An additional project analyzed global histone alterations that occur as a result of the multiple myeloma t(4;14) translocation and MMSET methyltransferase over-expression. This is a causative event in multiple myeloma, underscoring the significance of histone modifications.

[2006-2009] Biosciences, University of Birmingham. Dr Helen Cooper and Professor John Heath.

Src-dependent protein interactions and tyrosine phosphorylation in the FGF pathway were identified using SILAC relative quantification. Electron capture dissociation was applied to the on-line identification and site-localization of protein phosphorylation, using both targeted and proteomic approaches. Site-localization software (SLoMo) was developed to analyse the phosphoproteomic dataset.

PhD

[2002-2005] Phosphoprotein Analysis by Mass Spectrometry

Department of Chemistry, The University of Manchester. Professor Simon Gaskell.

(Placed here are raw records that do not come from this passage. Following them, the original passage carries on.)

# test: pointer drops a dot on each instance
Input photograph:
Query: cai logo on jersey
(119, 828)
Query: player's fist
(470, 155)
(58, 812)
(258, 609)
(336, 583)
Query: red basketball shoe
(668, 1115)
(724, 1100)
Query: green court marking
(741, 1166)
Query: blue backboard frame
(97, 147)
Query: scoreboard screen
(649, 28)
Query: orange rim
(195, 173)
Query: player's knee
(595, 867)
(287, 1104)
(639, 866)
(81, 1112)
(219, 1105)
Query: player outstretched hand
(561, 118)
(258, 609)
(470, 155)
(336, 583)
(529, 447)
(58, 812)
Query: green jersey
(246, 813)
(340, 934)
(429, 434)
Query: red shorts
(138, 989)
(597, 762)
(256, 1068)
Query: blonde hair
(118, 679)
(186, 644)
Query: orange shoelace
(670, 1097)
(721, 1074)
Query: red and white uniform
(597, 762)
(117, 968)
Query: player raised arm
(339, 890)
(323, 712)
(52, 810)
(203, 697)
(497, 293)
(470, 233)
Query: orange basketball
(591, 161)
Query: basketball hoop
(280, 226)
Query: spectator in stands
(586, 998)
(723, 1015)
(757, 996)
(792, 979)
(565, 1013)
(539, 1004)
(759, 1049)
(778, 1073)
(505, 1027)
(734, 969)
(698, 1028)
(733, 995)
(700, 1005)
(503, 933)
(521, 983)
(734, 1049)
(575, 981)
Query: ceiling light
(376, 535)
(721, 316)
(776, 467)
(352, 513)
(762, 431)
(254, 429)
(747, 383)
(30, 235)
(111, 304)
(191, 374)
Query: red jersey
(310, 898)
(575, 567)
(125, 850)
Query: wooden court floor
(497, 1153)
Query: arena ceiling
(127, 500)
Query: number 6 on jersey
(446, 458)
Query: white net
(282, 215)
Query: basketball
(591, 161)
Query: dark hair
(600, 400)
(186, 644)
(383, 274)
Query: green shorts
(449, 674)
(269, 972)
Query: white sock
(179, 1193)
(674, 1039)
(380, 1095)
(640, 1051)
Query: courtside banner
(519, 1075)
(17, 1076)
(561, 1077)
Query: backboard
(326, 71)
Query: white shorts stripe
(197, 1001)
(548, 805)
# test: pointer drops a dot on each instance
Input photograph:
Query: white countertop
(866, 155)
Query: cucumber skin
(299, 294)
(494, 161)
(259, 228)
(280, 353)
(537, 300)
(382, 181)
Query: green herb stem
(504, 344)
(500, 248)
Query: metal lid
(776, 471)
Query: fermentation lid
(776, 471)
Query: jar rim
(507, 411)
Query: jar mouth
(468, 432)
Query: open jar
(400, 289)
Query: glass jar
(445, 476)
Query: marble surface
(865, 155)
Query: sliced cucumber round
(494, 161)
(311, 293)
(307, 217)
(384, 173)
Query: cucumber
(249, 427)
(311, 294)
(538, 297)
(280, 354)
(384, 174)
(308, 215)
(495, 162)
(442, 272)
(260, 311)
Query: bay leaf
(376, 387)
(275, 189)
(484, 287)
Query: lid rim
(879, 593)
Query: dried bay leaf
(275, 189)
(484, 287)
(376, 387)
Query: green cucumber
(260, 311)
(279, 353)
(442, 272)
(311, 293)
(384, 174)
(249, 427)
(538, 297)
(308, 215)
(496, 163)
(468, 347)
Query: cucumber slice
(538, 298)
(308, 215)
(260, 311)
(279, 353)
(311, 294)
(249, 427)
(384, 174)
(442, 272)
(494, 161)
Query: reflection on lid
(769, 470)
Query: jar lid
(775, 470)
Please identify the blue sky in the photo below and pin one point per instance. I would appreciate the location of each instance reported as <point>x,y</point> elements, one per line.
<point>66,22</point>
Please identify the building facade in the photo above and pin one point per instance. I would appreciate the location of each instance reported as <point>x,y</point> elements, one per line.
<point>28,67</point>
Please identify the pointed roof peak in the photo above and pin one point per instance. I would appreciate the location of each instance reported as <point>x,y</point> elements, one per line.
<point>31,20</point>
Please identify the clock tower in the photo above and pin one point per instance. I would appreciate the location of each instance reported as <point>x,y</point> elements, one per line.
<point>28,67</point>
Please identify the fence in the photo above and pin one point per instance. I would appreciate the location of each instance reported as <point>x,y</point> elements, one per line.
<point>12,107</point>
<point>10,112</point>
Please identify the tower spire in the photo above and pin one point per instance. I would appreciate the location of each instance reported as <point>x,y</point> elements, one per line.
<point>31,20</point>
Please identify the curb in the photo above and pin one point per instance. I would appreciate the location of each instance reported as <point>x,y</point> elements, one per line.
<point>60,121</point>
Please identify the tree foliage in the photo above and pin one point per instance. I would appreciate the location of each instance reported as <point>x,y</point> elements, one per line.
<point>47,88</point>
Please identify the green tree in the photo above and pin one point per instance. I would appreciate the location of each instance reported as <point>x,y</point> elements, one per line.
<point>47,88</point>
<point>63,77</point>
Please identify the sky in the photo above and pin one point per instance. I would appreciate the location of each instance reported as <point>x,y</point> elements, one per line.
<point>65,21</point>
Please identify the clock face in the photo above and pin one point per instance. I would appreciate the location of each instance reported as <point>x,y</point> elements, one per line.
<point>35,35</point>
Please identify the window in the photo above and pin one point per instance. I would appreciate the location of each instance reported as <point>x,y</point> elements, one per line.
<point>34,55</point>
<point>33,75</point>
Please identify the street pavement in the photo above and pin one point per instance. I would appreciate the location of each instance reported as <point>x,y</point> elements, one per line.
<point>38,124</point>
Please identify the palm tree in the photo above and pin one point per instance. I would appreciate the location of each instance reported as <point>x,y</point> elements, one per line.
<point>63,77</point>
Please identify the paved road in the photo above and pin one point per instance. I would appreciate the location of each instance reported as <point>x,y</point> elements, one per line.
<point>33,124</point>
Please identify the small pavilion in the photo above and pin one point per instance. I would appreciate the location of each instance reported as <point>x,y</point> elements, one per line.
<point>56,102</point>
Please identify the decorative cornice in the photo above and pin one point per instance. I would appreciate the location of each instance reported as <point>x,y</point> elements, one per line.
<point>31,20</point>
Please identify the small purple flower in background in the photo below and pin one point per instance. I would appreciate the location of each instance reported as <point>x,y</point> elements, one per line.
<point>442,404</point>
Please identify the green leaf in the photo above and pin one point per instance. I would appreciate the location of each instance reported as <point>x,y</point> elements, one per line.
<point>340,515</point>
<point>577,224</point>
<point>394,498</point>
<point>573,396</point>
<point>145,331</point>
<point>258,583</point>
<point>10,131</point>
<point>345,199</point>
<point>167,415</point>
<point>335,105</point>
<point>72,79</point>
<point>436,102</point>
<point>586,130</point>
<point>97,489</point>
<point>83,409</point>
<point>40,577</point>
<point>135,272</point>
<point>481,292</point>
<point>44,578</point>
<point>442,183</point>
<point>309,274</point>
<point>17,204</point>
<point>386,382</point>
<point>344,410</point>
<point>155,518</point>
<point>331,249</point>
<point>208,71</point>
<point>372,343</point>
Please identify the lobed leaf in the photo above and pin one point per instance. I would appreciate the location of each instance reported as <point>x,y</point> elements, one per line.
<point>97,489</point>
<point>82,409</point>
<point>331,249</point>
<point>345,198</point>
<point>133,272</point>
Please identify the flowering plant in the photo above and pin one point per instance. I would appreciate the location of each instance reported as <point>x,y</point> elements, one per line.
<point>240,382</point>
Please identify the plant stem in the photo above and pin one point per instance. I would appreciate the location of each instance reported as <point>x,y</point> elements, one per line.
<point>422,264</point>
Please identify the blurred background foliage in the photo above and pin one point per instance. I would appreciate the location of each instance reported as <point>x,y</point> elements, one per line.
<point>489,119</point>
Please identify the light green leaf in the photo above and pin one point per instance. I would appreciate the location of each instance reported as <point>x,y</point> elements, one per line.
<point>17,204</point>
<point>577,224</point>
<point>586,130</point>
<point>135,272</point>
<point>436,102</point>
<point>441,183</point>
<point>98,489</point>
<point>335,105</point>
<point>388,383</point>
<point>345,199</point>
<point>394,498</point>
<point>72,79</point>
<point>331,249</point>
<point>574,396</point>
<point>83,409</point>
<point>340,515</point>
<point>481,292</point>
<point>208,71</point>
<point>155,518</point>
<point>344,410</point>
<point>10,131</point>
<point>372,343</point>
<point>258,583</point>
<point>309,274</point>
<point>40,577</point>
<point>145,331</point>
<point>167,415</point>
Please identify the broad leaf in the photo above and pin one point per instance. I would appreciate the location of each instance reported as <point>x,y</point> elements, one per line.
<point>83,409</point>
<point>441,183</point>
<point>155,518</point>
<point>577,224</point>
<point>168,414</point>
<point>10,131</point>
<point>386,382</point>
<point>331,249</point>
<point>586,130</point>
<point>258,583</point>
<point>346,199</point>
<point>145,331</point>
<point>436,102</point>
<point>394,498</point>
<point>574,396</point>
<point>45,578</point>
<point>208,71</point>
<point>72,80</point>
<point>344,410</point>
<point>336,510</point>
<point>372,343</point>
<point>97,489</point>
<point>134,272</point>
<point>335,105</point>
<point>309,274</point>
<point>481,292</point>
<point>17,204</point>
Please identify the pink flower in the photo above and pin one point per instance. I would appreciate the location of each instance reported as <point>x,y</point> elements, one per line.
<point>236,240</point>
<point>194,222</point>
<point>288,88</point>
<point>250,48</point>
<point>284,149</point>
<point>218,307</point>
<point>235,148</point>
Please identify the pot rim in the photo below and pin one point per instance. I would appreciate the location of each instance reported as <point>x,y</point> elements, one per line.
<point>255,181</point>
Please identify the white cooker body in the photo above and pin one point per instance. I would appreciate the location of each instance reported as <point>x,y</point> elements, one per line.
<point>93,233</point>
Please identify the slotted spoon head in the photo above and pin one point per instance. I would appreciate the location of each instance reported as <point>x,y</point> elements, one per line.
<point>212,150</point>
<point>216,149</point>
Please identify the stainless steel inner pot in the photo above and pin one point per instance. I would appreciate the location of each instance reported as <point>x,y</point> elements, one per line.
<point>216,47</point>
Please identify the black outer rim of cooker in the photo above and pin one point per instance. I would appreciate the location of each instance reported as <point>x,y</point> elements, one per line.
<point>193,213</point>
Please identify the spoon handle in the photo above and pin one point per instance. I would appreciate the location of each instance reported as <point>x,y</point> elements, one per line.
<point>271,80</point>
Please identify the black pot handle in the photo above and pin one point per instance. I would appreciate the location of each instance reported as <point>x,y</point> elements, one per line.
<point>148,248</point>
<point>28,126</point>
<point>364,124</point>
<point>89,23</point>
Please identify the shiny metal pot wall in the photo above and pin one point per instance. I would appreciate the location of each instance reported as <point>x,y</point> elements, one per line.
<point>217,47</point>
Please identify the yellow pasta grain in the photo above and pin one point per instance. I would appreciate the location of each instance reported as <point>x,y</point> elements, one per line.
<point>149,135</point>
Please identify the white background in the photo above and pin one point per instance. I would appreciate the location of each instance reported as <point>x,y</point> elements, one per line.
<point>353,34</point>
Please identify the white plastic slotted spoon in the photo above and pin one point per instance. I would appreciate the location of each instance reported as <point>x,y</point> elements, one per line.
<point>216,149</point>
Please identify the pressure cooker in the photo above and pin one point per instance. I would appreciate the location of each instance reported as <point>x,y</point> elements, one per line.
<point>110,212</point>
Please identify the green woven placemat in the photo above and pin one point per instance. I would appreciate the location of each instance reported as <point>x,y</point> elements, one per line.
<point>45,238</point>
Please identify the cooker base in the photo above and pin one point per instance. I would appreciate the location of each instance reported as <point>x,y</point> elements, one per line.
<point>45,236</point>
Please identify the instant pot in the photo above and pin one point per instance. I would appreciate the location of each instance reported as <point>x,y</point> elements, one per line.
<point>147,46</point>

My PhD focussed on novel method development, including phosphopeptide enrichment using SCX-based diagonal chromatography and TiO2. Novel phosphorylation sites were identified from the TGF-β receptor and quantified using iTRAQ.

MSci

[2001-2002] Department of Biochemistry, University of Cambridge. Dr Sarah Lummis.

The ligand specificity of the 5HT3-R was investigated using site-directed mutagenesis, radioligand-binding assays and electrophysiology (patch-clamping).

Role

Principal Investigator in the Genome Damage and Stability Centre.